I really enjoy photographing what I see. It has taught me patience, concentration, and pattern identification. In my photographer mode, things move in slow motion. There is a lot to think about in moments, especially in fast changing environments. I have to trust my first instinct and make sure my camera settings are ready.
Being in photographer mode gets a little difficult when I am photographing family and friend events, or events where people know me such as coworkers and students. There is one annoyance I often experience. “Get in the picture! Give me your camera; I’ll take it.” This is usually the last thing I want to hear. To be fair to those who have said that phrase to me, I understand you want to include me in the event. I’m part of the event like everyone else. In my perception, it often looks like I’m not there. I don’t participate too much in the events. I’m just a quiet person observing an event and interacting very little with the subjects. I do my best to not let my presence influence the environment in order to capture the true essence. The only time my presence affects the environment is when people wish to pose.
Some people think I’m stubborn for not “getting in” the picture; others think I don’t trust them with my camera (which is true). A few think I’m camera shy; that would be an oxymoron. Others will insist documenting my presence is part of their event. There are six reasons why I do not like being in my own photos.

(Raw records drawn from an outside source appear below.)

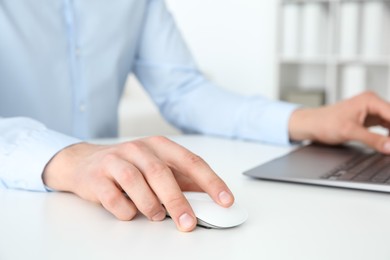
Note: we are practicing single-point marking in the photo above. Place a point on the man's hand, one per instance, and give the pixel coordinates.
(344, 121)
(137, 176)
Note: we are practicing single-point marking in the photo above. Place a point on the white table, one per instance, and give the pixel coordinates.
(286, 221)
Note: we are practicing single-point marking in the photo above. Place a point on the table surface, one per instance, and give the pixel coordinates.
(286, 221)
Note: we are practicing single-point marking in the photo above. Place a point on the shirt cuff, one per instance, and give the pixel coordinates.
(26, 162)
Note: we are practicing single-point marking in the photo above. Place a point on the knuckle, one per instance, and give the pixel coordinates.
(134, 146)
(108, 159)
(159, 139)
(127, 176)
(157, 169)
(194, 159)
(110, 199)
(175, 202)
(150, 209)
(129, 215)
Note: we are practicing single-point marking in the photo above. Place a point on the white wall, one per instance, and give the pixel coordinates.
(233, 42)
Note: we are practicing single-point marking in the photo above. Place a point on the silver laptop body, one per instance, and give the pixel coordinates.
(352, 167)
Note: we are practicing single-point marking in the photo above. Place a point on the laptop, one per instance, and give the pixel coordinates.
(346, 166)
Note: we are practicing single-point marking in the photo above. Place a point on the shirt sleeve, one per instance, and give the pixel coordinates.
(26, 146)
(188, 100)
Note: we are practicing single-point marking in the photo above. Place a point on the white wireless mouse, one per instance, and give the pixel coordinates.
(211, 215)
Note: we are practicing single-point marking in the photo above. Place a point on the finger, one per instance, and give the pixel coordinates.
(133, 183)
(162, 181)
(115, 201)
(192, 166)
(378, 106)
(376, 141)
(185, 183)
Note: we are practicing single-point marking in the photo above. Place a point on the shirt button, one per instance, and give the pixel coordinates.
(78, 52)
(82, 108)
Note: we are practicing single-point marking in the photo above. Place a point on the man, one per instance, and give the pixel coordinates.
(63, 65)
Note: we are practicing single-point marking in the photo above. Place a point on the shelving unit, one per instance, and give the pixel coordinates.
(329, 50)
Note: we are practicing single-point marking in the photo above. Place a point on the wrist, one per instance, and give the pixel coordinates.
(59, 171)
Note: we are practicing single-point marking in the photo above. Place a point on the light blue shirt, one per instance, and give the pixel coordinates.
(63, 66)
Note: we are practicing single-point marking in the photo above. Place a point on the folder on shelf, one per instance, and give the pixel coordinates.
(373, 29)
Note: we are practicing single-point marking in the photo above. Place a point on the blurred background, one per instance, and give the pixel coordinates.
(234, 44)
(311, 52)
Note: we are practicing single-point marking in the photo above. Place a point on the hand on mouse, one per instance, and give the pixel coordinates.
(149, 171)
(344, 121)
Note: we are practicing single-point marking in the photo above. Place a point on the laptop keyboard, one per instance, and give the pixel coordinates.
(372, 168)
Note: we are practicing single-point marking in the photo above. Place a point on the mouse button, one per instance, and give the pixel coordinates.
(219, 217)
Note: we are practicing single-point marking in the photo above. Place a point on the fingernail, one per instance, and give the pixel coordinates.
(159, 216)
(186, 221)
(386, 146)
(225, 198)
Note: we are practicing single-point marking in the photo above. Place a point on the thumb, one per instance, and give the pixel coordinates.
(378, 142)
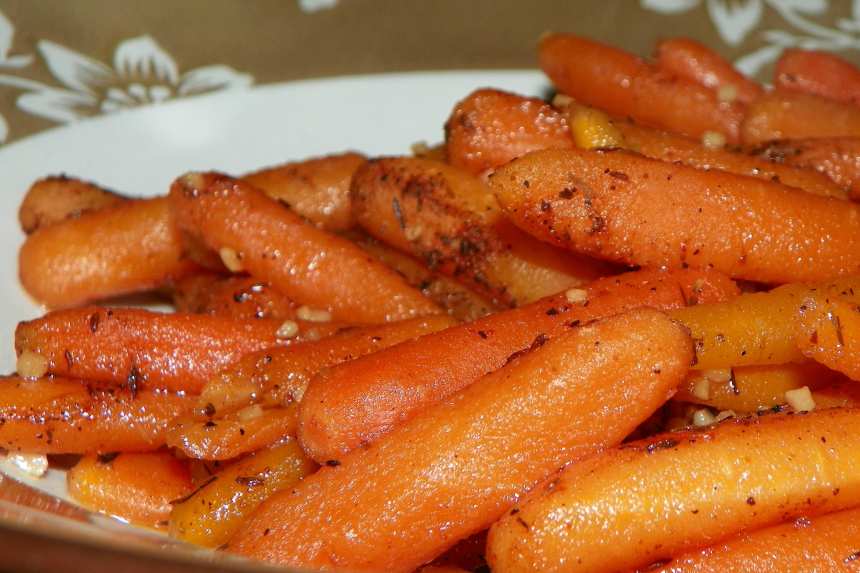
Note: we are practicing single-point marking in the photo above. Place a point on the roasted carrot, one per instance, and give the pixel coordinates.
(630, 209)
(235, 297)
(456, 467)
(696, 62)
(317, 189)
(136, 487)
(838, 158)
(490, 127)
(279, 376)
(449, 219)
(818, 73)
(786, 115)
(52, 200)
(622, 84)
(142, 349)
(60, 416)
(804, 545)
(129, 247)
(649, 500)
(216, 510)
(358, 401)
(294, 257)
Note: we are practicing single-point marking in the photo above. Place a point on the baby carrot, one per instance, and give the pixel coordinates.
(630, 209)
(622, 84)
(358, 401)
(299, 260)
(456, 467)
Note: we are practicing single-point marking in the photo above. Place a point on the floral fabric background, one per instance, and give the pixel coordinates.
(64, 60)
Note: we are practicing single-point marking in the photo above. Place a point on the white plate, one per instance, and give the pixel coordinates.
(142, 150)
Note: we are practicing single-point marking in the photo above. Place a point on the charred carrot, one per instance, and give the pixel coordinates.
(456, 467)
(490, 127)
(696, 62)
(649, 500)
(299, 260)
(341, 408)
(142, 349)
(630, 209)
(60, 416)
(622, 84)
(136, 487)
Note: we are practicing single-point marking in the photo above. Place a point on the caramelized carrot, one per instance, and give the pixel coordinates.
(785, 115)
(130, 247)
(317, 189)
(490, 127)
(299, 260)
(136, 487)
(622, 84)
(818, 73)
(630, 209)
(60, 416)
(142, 349)
(358, 401)
(696, 62)
(649, 500)
(456, 467)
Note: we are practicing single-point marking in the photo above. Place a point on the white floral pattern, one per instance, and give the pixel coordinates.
(735, 20)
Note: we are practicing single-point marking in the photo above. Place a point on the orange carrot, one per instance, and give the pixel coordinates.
(59, 416)
(818, 73)
(696, 62)
(358, 401)
(143, 349)
(649, 500)
(456, 467)
(622, 84)
(130, 247)
(786, 115)
(491, 127)
(630, 209)
(299, 260)
(135, 487)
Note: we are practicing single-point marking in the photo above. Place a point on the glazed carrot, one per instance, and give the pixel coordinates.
(490, 127)
(818, 73)
(234, 297)
(214, 512)
(299, 260)
(785, 115)
(456, 467)
(358, 401)
(696, 62)
(60, 416)
(130, 247)
(317, 189)
(279, 376)
(805, 545)
(622, 84)
(136, 487)
(630, 209)
(649, 500)
(838, 158)
(52, 200)
(449, 219)
(143, 349)
(233, 435)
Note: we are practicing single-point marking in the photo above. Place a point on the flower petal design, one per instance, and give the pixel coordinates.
(213, 78)
(142, 58)
(735, 19)
(74, 70)
(669, 6)
(57, 105)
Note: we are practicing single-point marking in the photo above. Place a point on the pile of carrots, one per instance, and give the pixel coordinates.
(617, 331)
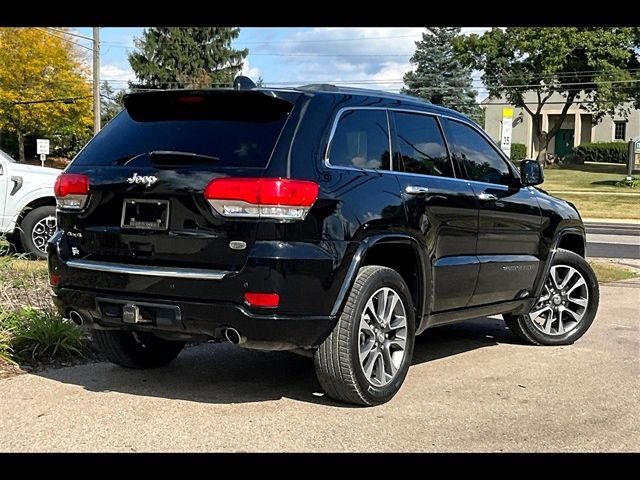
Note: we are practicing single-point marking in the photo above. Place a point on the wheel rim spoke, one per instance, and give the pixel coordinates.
(536, 313)
(560, 325)
(42, 232)
(564, 302)
(578, 284)
(382, 336)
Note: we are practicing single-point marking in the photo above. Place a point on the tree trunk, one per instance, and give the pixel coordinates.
(543, 144)
(21, 158)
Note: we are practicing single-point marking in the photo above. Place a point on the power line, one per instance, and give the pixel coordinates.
(52, 100)
(69, 33)
(64, 38)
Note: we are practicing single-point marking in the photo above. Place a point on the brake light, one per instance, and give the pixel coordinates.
(71, 191)
(265, 300)
(279, 198)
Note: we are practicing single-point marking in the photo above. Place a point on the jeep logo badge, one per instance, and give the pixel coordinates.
(145, 180)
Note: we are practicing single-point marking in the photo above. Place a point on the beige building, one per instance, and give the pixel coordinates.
(578, 126)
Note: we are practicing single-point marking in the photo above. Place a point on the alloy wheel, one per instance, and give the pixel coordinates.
(563, 303)
(382, 336)
(42, 231)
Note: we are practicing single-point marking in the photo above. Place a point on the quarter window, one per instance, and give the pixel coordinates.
(480, 158)
(421, 145)
(361, 140)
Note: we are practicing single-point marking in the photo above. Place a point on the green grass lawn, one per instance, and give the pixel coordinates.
(591, 187)
(590, 177)
(611, 272)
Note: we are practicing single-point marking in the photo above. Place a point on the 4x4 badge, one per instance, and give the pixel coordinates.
(147, 180)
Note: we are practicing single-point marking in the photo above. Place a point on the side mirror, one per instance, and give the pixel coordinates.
(531, 173)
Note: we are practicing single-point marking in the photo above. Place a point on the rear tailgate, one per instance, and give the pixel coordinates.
(148, 169)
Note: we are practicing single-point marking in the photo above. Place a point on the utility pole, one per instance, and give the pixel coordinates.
(96, 80)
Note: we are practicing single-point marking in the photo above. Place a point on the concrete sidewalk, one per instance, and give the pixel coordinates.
(472, 387)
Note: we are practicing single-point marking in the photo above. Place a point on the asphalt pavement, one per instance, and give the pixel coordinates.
(613, 240)
(472, 387)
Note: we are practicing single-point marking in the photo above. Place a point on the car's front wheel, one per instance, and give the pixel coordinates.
(366, 357)
(36, 228)
(567, 306)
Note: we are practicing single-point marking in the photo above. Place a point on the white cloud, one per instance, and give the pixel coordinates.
(252, 72)
(116, 76)
(366, 57)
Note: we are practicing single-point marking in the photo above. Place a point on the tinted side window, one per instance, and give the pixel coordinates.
(361, 140)
(421, 145)
(482, 161)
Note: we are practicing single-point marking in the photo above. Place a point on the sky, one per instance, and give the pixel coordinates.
(367, 57)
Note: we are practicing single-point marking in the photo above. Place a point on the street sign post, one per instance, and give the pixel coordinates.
(633, 157)
(42, 148)
(507, 124)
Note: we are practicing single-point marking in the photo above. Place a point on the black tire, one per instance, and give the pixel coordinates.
(27, 225)
(524, 327)
(136, 349)
(337, 361)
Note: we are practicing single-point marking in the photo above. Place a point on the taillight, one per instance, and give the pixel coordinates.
(264, 300)
(71, 190)
(278, 198)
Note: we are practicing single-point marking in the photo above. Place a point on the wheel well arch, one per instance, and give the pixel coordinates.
(573, 242)
(33, 204)
(403, 257)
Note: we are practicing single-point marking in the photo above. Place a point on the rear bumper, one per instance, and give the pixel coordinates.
(307, 277)
(196, 319)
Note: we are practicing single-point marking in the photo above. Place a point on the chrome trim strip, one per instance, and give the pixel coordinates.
(191, 273)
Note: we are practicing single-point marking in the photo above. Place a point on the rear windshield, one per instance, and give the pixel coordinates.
(229, 130)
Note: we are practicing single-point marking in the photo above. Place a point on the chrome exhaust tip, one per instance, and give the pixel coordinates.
(233, 336)
(76, 318)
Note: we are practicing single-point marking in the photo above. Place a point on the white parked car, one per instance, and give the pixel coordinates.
(27, 205)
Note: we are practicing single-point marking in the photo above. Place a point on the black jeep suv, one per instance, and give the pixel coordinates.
(336, 221)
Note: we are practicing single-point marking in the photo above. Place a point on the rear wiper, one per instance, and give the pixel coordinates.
(168, 153)
(177, 153)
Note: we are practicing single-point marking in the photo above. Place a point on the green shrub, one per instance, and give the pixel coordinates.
(5, 345)
(612, 152)
(45, 335)
(518, 152)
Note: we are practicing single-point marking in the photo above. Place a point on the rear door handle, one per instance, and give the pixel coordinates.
(487, 196)
(415, 190)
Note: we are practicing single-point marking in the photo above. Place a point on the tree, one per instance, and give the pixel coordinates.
(190, 57)
(596, 66)
(110, 102)
(439, 75)
(44, 86)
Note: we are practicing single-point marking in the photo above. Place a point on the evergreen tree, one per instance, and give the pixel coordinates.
(439, 76)
(189, 57)
(111, 102)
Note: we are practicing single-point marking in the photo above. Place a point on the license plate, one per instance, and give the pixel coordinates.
(144, 214)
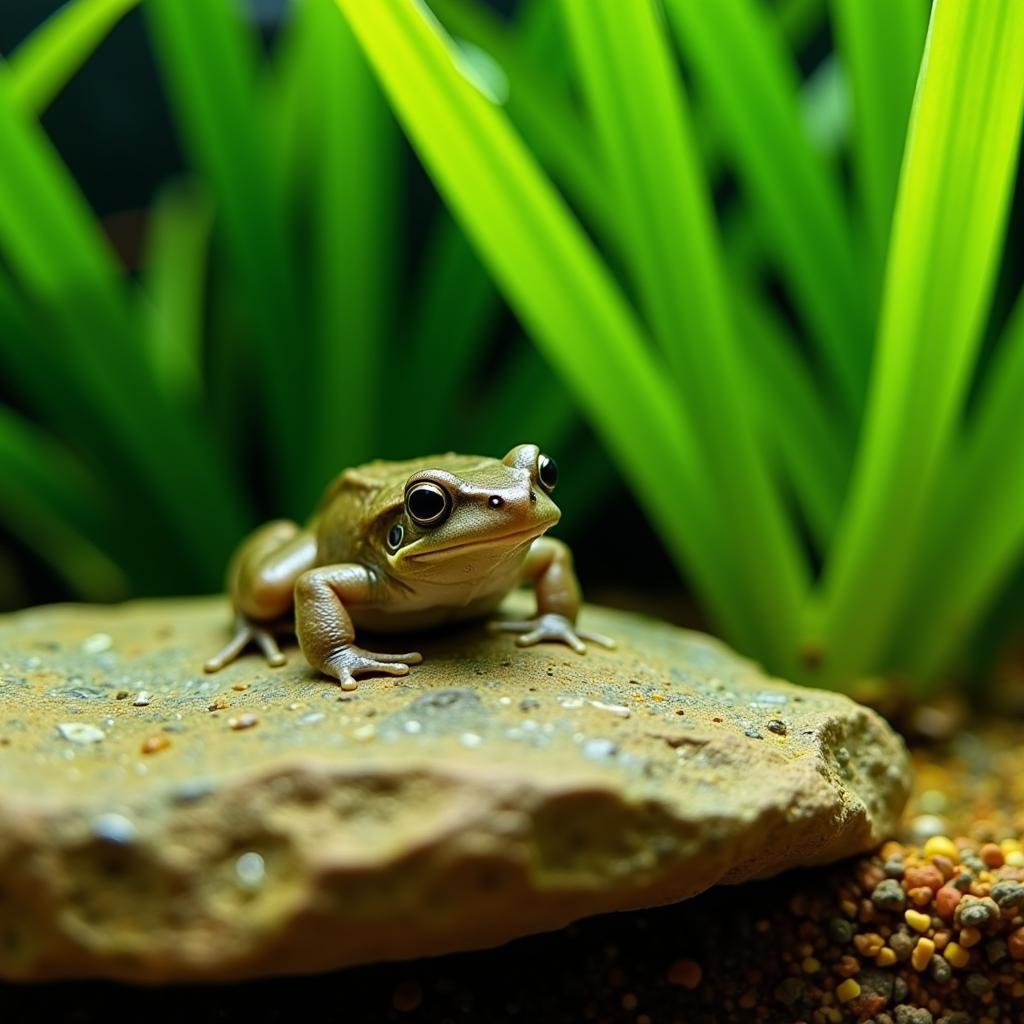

- People who do use my camera do not focus correctly. I usually set my camera to auto-focus but people will switch it off because they believe their eyes have better focus.
- The composition of the photo is terrible.
- I don’t trust others holding my camera. If they happen to drop it, there goes my hobby, profession, and money. Photography is expensive.
- People think taking a photo is just the push of the shutter. They don’t understand that setting a shutter speed, ISO, color balance, exposure, f-stop, and composition takes practice. In my experience, people have unappreciated photography after using my camera because it was “too easy.”
- Sometimes people take off with my camera to photograph things they want. If you want to do that, use your own camera and set your own settings.
- The event is not about me. It is about everyone else.
In an interview Ricardo Arjona, Guatemalan singer and song writer, was asked if he planned to release an autobiography. He responded saying there was no need for it because his music was an autobiography of his life. If someone wanted to know about him, they could listen to his music. Very much in this same spirit, I am technically in every photo I take. Every photo is taken through my brown eyes. It is my view you are looking through. It is my memory of what I saw. When I look at my photography, I remember being there and all that I felt in the moment. I might not have much of an emotion while in photographer mode, but there is plenty of dialogue going through my mind. I really do become part of the event. I might look like I am at a distance, but I am involved.
The featured image is of my sister and I during her baptism/first communion. As you can tell, the statue behind us has great focus along with the person walking past us on the right. This is a classic situation of “I can manually focus the camera.” I had no choice but to let someone borrow my camera or else my mother’s day would have been ruined. And upsetting a mother is the last thing anyone wants to do.
If you’re thinking I don’t let anyone touch my camera, you’re not completely wrong. I do make exceptions. Anyone I know that is a photographer or has photography experience I have no problem with lending my camera. I do like being in photos, just not in bad photos on my camera. It is nice to be in photos of an event I was involved, but very rarely is there another skilled photographer. Being in a photo just isn’t my priority. After all, each picture is a fragment of my view and memory.
Disclaimer: For anyone who read this and falls into this category, in no means am I offending you. I really appreciate your gesture and kindness. I hope you understand my perspective.